Your network contains an Active Directory domain named contoso.com. The domain contains a server named
Server1 that runs Windows Server 2012 R2.
You enable and configure Routing and Remote Access (RRAS) on Server1.
You create a user account named User1.
You need to ensure that User1 can establish VPN connections to Server1.
What should you do?
A.
Modify the members of the Remote Management Users group.
B.
Add a RADIUS client.
C.
Modify the Dial-in setting of User1.
D.
Create a connection request policy.
Explanation:
Access permission is also granted or denied based on the dial-in properties of each user account.
http://technet.microsoft.com/en-us/library/cc772123.aspx
C.
https://technet.microsoft.com/en-us/library/cc738142(v=ws.10).aspx
I verified in lab that this (C) works.
But there’s one thing I don’t get, as MS states:
“If the value of Network Access Permission is Allow access, the user is allowed network access unless there is a network policy that explicitly denies access to the user.”
https://technet.microsoft.com/de-de/library/Cc732724%28v=WS.10%29.aspx
When setting up RRAS you get a default NPS network policy that denies access via RRAS servers.

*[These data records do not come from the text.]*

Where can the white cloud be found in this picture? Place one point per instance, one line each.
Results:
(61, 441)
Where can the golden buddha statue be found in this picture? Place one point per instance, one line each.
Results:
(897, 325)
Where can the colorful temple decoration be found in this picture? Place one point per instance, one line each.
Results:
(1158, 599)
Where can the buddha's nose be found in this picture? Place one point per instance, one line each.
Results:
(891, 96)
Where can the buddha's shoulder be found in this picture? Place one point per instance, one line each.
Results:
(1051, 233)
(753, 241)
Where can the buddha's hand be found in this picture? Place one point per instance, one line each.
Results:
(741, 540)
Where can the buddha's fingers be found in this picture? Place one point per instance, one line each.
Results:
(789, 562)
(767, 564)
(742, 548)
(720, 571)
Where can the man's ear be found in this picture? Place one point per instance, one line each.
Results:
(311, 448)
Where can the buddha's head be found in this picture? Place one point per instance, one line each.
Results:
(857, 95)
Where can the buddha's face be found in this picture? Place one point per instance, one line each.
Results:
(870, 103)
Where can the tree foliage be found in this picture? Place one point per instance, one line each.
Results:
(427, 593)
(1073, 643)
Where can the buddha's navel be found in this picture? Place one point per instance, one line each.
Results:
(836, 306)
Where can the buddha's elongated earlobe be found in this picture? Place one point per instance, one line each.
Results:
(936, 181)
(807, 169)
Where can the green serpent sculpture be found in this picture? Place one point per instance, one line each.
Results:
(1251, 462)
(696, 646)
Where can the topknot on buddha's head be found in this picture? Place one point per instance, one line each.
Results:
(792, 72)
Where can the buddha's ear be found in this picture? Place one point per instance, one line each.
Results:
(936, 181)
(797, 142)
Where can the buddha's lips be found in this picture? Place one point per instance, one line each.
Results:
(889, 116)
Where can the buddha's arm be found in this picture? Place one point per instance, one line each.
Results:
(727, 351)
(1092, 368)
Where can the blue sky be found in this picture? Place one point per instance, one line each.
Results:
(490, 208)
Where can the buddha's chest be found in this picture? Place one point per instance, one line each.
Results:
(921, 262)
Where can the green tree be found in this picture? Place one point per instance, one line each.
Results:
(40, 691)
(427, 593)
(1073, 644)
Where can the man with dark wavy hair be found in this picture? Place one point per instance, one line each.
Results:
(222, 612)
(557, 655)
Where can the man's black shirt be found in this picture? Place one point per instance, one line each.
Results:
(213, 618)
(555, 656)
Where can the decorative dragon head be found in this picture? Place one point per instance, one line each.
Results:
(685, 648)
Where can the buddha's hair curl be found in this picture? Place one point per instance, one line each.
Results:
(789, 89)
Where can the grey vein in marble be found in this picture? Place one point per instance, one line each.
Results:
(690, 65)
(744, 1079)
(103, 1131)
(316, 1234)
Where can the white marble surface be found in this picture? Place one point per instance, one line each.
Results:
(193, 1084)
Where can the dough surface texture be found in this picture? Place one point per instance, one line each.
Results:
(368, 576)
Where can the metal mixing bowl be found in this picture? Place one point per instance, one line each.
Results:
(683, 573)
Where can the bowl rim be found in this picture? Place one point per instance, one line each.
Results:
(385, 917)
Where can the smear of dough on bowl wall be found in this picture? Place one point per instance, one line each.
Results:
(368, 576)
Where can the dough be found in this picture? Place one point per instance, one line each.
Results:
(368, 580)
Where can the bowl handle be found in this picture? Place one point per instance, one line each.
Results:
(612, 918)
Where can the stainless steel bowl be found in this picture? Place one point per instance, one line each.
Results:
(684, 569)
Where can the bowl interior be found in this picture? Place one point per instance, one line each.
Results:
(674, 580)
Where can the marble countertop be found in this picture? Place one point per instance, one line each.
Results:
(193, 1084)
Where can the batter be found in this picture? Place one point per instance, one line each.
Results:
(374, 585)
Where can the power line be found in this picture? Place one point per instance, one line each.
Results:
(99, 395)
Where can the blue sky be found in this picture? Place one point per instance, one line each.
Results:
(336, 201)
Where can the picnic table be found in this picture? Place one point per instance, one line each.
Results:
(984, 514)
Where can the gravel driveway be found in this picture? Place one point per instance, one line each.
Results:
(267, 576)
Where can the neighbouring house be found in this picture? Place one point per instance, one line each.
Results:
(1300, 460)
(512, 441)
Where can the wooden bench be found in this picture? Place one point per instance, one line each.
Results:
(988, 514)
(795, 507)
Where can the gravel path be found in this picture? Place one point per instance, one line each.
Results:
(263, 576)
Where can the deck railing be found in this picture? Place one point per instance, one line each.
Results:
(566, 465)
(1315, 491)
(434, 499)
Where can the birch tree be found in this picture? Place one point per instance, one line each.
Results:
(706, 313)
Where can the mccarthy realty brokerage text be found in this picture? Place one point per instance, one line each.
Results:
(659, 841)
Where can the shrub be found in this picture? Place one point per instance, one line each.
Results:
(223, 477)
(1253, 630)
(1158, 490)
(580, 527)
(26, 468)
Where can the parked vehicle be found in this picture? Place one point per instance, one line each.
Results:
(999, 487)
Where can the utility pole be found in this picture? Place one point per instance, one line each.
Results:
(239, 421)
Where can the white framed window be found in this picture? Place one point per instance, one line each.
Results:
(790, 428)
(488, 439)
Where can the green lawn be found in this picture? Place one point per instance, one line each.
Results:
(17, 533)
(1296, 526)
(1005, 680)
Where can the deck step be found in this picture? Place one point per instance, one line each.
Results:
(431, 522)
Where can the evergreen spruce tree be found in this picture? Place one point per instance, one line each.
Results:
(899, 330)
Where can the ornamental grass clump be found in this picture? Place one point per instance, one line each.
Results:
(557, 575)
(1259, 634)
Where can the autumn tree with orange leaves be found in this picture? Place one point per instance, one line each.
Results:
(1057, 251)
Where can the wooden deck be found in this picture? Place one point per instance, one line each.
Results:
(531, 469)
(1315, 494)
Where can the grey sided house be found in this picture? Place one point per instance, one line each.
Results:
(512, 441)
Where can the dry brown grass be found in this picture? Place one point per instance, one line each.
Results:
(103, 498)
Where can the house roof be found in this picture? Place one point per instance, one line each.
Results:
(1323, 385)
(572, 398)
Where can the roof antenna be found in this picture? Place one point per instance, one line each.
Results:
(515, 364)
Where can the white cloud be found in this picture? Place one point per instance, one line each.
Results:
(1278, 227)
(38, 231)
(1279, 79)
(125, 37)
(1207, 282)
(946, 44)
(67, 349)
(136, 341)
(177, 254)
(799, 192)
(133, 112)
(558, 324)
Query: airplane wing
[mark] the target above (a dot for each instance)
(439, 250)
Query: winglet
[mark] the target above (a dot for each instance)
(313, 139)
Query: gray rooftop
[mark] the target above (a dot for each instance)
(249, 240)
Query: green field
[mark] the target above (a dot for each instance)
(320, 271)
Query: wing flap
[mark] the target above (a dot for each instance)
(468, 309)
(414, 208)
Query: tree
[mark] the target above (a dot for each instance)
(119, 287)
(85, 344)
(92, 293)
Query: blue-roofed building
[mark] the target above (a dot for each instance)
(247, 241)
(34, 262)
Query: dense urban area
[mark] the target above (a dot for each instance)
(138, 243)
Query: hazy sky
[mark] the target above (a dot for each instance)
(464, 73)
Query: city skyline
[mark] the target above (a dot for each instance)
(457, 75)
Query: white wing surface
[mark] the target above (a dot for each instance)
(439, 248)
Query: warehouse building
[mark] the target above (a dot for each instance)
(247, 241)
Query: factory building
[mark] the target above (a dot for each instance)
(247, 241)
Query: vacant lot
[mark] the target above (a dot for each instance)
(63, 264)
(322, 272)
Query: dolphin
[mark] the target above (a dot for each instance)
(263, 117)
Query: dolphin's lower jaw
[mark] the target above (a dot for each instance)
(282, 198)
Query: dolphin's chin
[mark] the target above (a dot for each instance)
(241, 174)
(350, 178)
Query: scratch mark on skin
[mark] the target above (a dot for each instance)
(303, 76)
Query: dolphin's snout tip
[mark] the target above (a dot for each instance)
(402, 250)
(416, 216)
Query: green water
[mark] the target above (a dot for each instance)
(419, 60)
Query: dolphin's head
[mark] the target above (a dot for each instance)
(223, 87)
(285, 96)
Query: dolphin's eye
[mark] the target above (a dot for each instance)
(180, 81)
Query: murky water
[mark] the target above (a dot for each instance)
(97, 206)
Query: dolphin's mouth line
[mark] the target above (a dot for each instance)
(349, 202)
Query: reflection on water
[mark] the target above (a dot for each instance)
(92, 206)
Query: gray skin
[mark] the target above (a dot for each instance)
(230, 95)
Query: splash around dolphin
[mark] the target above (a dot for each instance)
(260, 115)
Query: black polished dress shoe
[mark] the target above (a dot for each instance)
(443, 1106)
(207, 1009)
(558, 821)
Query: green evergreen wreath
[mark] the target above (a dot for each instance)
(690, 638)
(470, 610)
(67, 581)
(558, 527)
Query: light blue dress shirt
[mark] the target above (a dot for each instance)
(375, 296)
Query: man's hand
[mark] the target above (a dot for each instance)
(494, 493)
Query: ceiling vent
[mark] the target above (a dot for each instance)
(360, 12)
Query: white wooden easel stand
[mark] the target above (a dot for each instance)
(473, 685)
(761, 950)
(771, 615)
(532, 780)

I don’t get why this does not override the dial-in properties according to that Technet article…the strange thing is that the policy is applied in any way according to log file, if access is granted or denied (when switching dial-in properties back to control through nps policy) the policy just applies.
I did similar NPS testing yesterday and Deny policies were overriding dial-in properties, but appearently this is not the case for that default deny policy, which makes me kinda mad.
any ideas??
The setting to Allow “Dial-In”, is in the ADUC user object properties. It is somewhat comparable to GPO’s and how more granular options will overwrite less-granular options. My Sybex book for 70-411 did state this, but I don’t have a link for you to reference to. Dig into it a bit, but I’m pretty sure this is the case.